In the past, years ago, transfers could be placed by date of gift if a state wanted to do that approach. When Bush era DRA (deficit reduction act of 2005) done it uniformed Medicaid rules for states on requirements for estate recovery, penalties, etc. So now TP all get set from date of application.
Medicaid is a verifiable “at need” program & really they will basically have to be impoverished to ever qualify. Under 2k in nonexempt assets and within whatever your state has set for monthly income (most under $2100). Homestead is exempt asset if under Medicaid value limits but she will have no-nada-none $ to ever pay on any property costs.
If mom does have a sizable estate, mom needs to pay for an NAELA level elder law atty to review her situation. & asap.
The best way to approach this is to consult an attorney who specializes in Elder Law.
Medicaid is a program that pays the medical costs of folks who are poor. If mom spends her money, both assets and income, on her own care until she is under 2K in assets and less than 2k per month in income, Medicaid comes into play. Not when she still has the means to pay for care.
My mom's NH costs were 12K per month, private pay. She was there for nearly 4 years. Prior to that she was in an Independent Living facility at 5k per month for about 18 months.
Like others have said you NEED an elder law attorney on mom's state to help you understand state specific regulations.
If bro is medically necessary caregiver, also talk to attorney about a care agreement to pay him. If that payment is planned to be the house, it won't really be his if mom needs Medicaid at any point in this journey. It would belong to Medicaid by virtue of liens through the MERP program
Not a do it yourself project. Get an elder law attorney, NAELA certified.
And that two year rule only applies if she is admitted to a nursing home assisted living or memory care do not qualify at least in my state.

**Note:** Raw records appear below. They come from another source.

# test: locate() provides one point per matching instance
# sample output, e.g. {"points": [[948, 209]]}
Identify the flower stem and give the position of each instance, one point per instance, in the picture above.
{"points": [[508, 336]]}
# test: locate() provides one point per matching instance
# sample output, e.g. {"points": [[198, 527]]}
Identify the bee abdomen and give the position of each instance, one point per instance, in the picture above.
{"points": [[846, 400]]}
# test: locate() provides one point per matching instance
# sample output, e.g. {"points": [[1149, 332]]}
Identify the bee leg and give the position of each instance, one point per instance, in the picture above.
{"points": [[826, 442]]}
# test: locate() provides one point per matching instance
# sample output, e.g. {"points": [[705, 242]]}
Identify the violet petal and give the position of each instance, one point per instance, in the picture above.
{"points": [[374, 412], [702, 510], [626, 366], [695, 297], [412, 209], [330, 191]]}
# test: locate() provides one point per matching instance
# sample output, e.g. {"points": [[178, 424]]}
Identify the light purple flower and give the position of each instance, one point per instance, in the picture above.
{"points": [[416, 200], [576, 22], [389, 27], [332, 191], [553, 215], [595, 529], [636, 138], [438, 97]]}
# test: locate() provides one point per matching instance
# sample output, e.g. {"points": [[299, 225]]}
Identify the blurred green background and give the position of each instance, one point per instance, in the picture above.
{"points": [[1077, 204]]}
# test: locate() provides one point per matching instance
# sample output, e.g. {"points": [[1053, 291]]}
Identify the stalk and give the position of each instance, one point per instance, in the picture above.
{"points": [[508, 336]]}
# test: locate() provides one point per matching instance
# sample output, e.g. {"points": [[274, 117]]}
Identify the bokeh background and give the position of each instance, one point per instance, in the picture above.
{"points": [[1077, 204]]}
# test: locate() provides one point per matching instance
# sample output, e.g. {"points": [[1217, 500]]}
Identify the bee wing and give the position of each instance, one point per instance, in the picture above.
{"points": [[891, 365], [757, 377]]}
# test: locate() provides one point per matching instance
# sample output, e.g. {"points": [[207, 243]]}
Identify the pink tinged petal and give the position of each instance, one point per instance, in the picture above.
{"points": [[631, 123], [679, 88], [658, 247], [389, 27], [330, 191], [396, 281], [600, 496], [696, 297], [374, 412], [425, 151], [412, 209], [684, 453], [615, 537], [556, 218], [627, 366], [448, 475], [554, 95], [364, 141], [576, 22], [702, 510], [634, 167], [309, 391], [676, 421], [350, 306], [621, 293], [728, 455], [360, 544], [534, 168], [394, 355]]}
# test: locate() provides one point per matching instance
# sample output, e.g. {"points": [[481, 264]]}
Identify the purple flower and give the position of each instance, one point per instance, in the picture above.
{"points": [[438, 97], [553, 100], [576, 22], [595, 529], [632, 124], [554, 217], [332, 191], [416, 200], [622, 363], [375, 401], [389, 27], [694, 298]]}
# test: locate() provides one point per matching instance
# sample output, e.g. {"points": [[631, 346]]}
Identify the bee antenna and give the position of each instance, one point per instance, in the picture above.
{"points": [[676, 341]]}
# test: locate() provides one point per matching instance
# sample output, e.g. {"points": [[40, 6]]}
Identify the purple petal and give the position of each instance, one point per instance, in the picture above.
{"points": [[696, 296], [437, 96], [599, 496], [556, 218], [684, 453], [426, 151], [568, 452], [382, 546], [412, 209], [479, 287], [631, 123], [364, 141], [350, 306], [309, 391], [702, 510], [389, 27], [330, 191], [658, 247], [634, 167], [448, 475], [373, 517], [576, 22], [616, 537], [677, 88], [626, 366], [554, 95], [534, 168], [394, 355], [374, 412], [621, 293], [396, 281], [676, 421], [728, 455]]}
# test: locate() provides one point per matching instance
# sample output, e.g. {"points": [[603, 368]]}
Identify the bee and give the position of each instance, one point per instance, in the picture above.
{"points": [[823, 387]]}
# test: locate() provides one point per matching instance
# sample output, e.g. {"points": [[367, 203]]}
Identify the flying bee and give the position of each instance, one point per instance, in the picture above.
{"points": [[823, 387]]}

K. Gabriel Heiser 421 HELPFUL ANSWERS
Attorney, author, Medicaid asset protection planning
Following
7 years ago
There are two rules that affect the answer to your situation: First, if you care for your mother for the two years prior to her entering a nursing home such that your care enables her to delay going into a nursing home, then she can transfer her joint interest to you (by deed) after she is in the nursing home without penalty. That, of course, would protect it forever from any Medicaid claims by the state for your mother's care.

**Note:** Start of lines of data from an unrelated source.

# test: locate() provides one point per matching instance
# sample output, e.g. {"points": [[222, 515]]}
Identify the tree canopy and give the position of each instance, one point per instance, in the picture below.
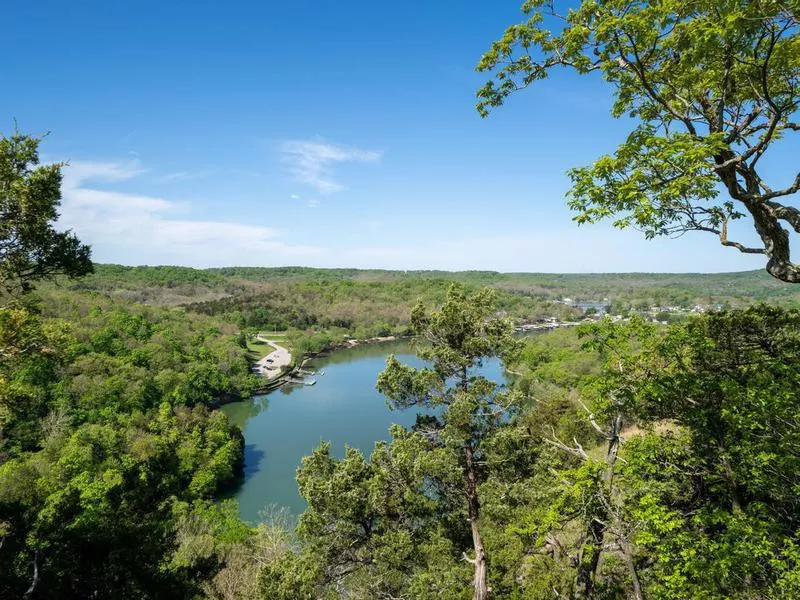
{"points": [[712, 86], [30, 194]]}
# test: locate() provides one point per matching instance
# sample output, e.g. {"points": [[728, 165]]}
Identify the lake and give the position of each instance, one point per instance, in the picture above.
{"points": [[343, 408]]}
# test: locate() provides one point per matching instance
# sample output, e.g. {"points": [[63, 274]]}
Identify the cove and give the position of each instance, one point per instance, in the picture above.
{"points": [[343, 408]]}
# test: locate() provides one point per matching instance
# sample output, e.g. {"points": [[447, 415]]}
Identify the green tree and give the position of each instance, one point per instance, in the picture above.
{"points": [[30, 194], [458, 337], [712, 86]]}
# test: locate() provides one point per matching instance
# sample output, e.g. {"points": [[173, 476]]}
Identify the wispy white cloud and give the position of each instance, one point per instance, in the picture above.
{"points": [[181, 176], [313, 162], [372, 225], [140, 229]]}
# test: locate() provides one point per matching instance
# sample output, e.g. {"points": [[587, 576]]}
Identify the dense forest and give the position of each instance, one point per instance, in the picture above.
{"points": [[649, 454]]}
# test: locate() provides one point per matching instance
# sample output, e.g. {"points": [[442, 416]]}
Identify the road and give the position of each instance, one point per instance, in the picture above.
{"points": [[273, 363]]}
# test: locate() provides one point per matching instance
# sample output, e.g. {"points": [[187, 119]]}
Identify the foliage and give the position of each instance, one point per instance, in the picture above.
{"points": [[711, 86], [30, 194]]}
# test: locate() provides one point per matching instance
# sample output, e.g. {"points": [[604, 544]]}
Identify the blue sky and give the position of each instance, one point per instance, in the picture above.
{"points": [[319, 133]]}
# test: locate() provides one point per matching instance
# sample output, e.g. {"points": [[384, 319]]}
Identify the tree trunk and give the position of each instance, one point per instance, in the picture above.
{"points": [[481, 588], [587, 566]]}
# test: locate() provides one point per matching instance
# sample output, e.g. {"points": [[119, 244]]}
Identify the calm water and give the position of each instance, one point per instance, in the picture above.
{"points": [[343, 408]]}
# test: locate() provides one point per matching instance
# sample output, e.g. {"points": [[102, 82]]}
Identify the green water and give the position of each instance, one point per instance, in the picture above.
{"points": [[343, 408]]}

Secondly, remember that during your mother's life her primary residence will be exempt for Medicaid eligibility purposes but the state could possibly come after her joint interest upon her death, up to the amount of care it provided for her. However, many states will not go after a joint interest that passes by "right of survivorship" to you (this would be spelled out in the deed). If you live in one of these states--and the deed is worded correctly--then the house will be protected following your mother's death, even if still partially in her name.